Choosing Development Paths, Personal Values and Aspirations

Choosing Paths - walking on a mountain path

“This Above All:

To Thine Own Self Be True.”

William Shakespeare, Hamlet

Personal Values and Career Paths

One of the most important questions to answer when choosing a professional path is actually a simple one: What do you enjoy doing? The difficulty in authentically answering this question lies in the effort involved in understanding and mastering our own strengths and weaknesses.

Also, most of us are not familiar with the mandatory knowledge and skills required for the profession we aspire to. Fortunately, there are a lot of personality assessment tools, and some of them are free to use like personal values questionnaires or free personality tests like the DISC, MBTI, and BIG5

Our Aspirations and Career Choices

Some studies show that for early career professionals, the confidence drive in a career choice is a crucial step towards professional success to the degree that it affects career paths and earnings.

Sometimes personal preferences, or better yet, our wishes or aspirations, play a key role in the decision-making process. Another study about personality and career roles shows that personal preferences play the role of a mediator between personality traits and career achievements.
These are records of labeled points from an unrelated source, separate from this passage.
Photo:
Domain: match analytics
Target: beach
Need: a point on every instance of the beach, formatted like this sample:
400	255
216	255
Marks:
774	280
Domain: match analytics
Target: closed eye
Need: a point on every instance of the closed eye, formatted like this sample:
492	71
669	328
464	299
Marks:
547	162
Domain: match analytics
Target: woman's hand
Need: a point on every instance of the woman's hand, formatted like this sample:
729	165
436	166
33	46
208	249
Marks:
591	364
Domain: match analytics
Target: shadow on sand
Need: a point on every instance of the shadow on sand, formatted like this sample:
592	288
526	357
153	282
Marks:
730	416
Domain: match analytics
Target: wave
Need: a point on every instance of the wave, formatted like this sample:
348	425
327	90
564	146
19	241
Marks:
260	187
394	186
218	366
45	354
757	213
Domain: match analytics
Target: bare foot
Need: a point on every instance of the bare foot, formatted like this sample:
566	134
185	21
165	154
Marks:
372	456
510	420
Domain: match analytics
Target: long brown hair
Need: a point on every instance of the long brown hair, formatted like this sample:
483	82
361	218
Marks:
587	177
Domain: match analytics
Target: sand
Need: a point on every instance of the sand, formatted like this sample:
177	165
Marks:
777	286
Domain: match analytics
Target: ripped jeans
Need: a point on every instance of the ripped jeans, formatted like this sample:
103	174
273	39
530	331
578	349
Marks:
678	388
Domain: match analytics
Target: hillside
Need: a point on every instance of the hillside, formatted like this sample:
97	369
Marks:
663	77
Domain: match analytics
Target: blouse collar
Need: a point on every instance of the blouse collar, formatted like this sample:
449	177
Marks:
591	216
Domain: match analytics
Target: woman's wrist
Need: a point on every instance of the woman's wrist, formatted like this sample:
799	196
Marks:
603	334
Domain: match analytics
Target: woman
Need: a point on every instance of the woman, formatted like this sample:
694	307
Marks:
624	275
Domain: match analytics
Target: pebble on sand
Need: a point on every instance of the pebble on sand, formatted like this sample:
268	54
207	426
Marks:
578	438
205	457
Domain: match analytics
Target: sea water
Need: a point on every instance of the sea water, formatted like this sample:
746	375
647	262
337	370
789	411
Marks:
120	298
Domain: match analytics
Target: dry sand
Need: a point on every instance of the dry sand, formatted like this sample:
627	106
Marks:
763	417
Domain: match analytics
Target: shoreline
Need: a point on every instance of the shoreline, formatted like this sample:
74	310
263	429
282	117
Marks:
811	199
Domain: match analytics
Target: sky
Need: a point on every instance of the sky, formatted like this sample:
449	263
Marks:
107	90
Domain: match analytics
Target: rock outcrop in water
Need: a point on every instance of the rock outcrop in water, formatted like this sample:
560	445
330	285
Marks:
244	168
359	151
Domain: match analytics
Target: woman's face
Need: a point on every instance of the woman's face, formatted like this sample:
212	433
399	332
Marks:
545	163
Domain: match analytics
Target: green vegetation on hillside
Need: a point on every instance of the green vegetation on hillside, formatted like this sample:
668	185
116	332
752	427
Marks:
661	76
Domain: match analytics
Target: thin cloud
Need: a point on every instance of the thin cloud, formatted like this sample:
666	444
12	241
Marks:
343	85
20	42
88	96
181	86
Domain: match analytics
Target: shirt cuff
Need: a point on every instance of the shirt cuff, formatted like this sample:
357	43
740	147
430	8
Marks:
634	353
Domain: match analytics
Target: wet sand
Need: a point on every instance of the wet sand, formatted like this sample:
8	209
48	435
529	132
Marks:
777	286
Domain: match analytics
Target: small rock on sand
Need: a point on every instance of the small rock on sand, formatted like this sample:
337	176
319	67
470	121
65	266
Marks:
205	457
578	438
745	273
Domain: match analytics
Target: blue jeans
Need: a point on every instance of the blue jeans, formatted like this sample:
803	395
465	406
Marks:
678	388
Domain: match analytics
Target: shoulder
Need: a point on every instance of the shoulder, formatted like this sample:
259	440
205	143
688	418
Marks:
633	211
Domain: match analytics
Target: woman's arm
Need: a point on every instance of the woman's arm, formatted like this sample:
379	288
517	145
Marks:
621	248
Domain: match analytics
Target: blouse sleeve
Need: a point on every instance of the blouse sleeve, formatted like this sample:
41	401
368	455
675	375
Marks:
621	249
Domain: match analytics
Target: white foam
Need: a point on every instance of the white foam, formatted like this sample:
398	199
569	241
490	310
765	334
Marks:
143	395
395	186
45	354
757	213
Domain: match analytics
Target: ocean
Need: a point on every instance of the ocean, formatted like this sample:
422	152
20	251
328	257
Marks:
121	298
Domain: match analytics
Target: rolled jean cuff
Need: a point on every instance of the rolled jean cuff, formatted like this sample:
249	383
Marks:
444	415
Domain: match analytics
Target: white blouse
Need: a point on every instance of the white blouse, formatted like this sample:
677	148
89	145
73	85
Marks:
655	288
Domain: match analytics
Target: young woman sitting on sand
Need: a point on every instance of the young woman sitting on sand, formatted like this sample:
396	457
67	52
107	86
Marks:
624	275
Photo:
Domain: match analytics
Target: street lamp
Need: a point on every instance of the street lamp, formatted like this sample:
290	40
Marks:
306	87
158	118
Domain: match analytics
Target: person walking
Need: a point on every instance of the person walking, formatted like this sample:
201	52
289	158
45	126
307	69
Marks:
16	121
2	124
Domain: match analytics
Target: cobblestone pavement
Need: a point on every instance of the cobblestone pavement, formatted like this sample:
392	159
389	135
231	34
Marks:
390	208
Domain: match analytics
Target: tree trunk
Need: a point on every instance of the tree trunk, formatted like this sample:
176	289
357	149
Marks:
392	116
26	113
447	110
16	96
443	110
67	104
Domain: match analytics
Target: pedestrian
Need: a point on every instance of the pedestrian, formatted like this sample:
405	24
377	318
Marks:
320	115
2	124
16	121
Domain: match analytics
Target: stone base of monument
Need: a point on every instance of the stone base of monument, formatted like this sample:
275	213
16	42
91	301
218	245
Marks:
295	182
So, the chances of being more content with the chosen professions will be higher if personal preferences are in alignment with the personal traits and chosen paths.

The ancient Greek aphorism Know Thyself becomes a fashionable and challenging personal development question. Awareness of the personal values that drive our choices in life, proves to be an important leverage for professional growth.

The Personality Match

Researchers use personality assessments to measure theoretical constructs related to work behaviours, with a focus on personnel decisions, learning plan design, career coaching, annual reviews, etc. The results of these tests are the assessment reports that label people as being introverts or extroverts, achievers, performers, decision-makers, artisans, and give skill scores, general tendencies, etc.
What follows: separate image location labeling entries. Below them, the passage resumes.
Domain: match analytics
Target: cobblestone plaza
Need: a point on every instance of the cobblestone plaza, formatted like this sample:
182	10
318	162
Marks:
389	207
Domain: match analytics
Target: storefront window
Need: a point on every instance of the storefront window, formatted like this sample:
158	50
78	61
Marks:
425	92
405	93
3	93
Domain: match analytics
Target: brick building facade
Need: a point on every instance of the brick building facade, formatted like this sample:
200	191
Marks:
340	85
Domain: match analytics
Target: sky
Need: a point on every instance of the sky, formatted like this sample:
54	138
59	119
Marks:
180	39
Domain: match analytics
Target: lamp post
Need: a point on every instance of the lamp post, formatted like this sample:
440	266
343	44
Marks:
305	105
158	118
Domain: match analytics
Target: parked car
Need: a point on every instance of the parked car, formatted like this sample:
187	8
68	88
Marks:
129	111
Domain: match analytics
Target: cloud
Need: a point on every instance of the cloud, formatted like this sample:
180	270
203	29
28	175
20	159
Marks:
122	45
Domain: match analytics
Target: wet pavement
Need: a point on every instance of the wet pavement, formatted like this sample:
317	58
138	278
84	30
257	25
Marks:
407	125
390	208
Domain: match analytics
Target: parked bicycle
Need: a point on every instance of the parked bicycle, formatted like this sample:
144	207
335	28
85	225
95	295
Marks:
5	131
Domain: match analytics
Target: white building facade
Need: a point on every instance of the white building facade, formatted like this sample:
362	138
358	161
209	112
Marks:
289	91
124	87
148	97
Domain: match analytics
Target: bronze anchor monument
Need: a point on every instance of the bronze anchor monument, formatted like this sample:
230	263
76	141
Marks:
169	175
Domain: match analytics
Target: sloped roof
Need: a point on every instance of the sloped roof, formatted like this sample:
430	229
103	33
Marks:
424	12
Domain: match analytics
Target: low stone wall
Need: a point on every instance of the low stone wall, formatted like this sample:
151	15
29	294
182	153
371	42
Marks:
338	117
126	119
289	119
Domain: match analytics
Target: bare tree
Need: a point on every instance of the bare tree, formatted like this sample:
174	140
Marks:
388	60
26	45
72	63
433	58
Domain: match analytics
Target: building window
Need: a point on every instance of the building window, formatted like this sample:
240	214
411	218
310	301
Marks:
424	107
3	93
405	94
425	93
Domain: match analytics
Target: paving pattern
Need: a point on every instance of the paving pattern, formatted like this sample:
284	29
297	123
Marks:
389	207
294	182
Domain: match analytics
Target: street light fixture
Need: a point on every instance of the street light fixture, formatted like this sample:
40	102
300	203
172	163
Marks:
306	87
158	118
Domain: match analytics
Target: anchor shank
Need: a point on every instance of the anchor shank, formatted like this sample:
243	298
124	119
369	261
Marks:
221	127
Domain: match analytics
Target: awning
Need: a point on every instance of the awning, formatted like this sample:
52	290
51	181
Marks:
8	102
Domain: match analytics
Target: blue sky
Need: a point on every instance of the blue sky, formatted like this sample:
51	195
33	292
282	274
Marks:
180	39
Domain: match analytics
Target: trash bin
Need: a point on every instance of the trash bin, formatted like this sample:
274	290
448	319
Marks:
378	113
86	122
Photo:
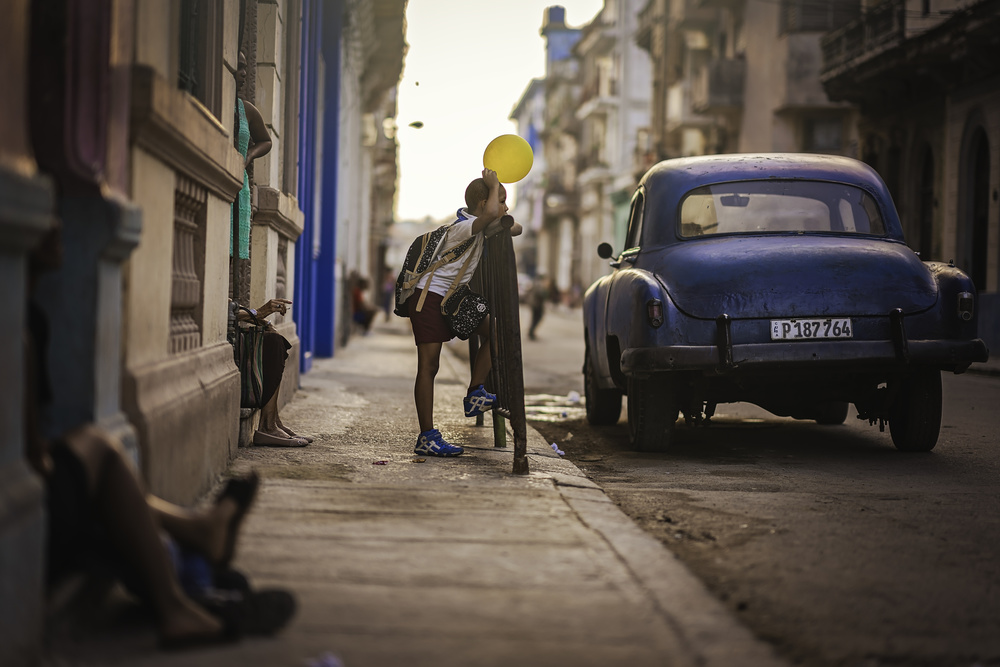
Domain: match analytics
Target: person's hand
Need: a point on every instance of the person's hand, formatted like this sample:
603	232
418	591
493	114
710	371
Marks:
274	306
491	179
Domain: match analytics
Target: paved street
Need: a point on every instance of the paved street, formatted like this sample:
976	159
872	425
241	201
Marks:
826	541
401	561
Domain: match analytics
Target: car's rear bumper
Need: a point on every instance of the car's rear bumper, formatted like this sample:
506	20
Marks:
945	354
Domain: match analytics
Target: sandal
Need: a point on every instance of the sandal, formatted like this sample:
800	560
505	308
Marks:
262	439
242	490
307	438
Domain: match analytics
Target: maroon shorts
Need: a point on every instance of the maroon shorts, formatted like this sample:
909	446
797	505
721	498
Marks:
428	325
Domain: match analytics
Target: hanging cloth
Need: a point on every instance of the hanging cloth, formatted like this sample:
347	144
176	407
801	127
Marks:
241	207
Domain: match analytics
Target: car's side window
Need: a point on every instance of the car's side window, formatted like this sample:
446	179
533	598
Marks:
634	234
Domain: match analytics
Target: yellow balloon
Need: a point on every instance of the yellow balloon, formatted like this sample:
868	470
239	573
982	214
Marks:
510	156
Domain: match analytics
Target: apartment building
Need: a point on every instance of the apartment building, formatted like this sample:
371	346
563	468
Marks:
926	78
119	124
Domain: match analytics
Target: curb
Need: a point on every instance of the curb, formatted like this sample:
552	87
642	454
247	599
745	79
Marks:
711	636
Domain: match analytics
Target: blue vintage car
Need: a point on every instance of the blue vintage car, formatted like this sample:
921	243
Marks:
781	280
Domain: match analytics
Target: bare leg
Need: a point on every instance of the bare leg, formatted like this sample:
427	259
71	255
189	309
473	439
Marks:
269	418
428	362
134	533
204	532
484	359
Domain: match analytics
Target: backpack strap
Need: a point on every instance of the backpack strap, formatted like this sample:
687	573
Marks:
450	256
456	281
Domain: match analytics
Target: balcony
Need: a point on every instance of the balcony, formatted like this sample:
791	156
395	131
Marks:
598	97
691	15
878	30
680	114
718	87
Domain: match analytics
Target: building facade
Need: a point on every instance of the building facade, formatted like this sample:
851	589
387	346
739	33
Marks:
926	78
119	126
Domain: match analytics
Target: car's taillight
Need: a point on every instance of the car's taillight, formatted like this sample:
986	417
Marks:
966	303
654	312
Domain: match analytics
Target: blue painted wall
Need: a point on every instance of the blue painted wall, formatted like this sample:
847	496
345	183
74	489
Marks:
315	258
Usually, the methodology involved uses batteries of questions to classify personality traits, and basically, assessment researchers write questions, so that the answers received can easily fit into their response categories.

It’s the magic of classification that makes large concepts look easier to fit into certain categories. But, this magic might be just an illusion that people belong to a certain successful or less successful psychological or occupational category. We can’t be sure that people only fit into the category of achievers, performers, learners, introverts, extroverts, or whatever the profiles suggest.

People react differently to the assessment results, starting with crying because their life dream just got shattered, shouting with anger because the test was completely wrong, laughing because the result was a validation, or being indifferent because to them it was completely irrelevant.

So, assessments are not a verdict that restricts the freedom to choose a profession that only values certain traits or skill sets. Tests are just that, tests with potential benefits and limitations which are related mostly to cultural or regional differences.

Self-discovery Journey

People’s personalities are complex and not easy to fit into a single model or matrix. When it comes to choosing paths, one type of assessment tool might not be enough. Even if there are complex investigation methods and they offer some insights related to our natural tendencies, the provided profile reports are just a guide.

Choosing a profession is an individual responsibility, and we definitely can’t blame the tests for this choice.This self-discovery journey can begin with a simple list of strengths and weaknesses or with answers to questions related to our preferences and challenges.

The know-thyself wisdom is a self-assessment and a safe path to take because no one else knows our likes and dislikes better than ourselves.